Shadow Minister for Ageing, Senator Concetta Fierravanti-Wells, addressed the crowd and sent support from the Leader of the Opposition, Tony Abbott.
The ceremony also included a special video message from Karen Armstrong, a Traditional Aboriginal Welcome to Country from Ngunnawal Elder, Agnes Shea and a meditation session with the Venerable Bhante Sujato from the Federation of Australian Buddhist Councils. In picture: Senator Concetta Fierravanti-Wells, Danielle Lauren and Senator Ursula Stephens.
July 23-25, 2010: the Festival of World Cultures hosts an open FAITH SPACE for people and groups to communicate and share their practices and creative expressions about the value of ‘Compassion’.
2010 marked the 10th anniversary for the Festival of World Cultures. In honor of this important and celebratory event, the Festival sought to deepen its ethos of building communities through nurturing respect for diversity. The 2010 Festival theme was faith. The Festival of World Cultures values the accumulated wisdom that communities of all faiths hold. When such wisdom is shared, it may contribute to the global efforts towards respect, peace and unity, and may also support people to participate more fully in contemporary life in Ireland.
The Festival was proud to affirm the Charter for Compassion International (www.charterforcompassion.org). The Festival supports activities that can deepen and share compassionate encounters through music, meditation and prayer, storytelling, discussions, dance and project displays.

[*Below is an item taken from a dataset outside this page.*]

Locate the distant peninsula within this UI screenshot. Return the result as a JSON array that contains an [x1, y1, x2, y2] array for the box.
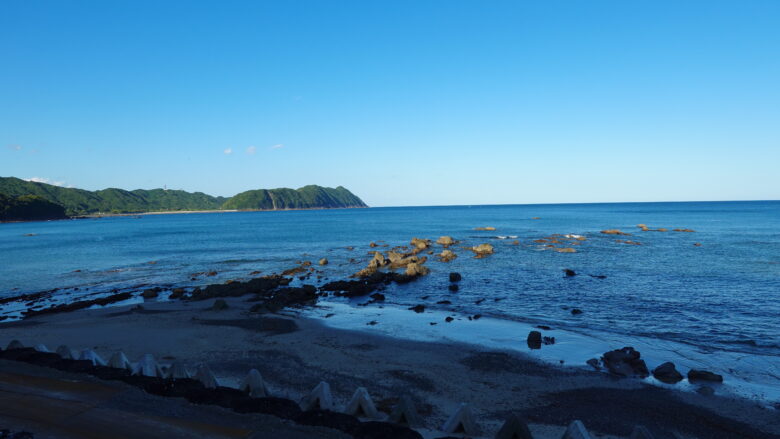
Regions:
[[0, 177, 368, 221]]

In celebration of the Charter's first year actor, Rainn Wilson and the team create a video history of the movement and its accomplishments. Notable moments include: Seattle becomes the world's first compassionate city as part of an international campaign. Medical student Saalman Sana unveils the Compassion for Care Charter at TEDxMaastrict . Groups in Canada and Holland create and affirm the Children's Charter.
The Charter in 2012. “As part of the city-wide 12 Days of Compassion with Karen Armstrong program, Vancouver announces its campaign to become a compassionate city, and Karen Armstrong unveils a new Charter website and international initiative and gives an update on the state of the Charter, including news about vibrant Charter movements in Pakistan, Canada, Jordan, Holland, the United Kingdom and Louisville, Ky.”
Almost six years after Karen Armstrong was awarded the TED Prize, the Charter for Compassion has grown into a truly global movement. Thanks to the efforts of a broad range of people in all walks of life and on every continent, compassion has touched the lives of thousands of people in countries, cities, schools, business and other organizations, and faith communities around the world. To reflect this growing worldwide presence, a confluence of leaders in the movement -- the Global Compassion Council -- formed the Charter for Compassion organization.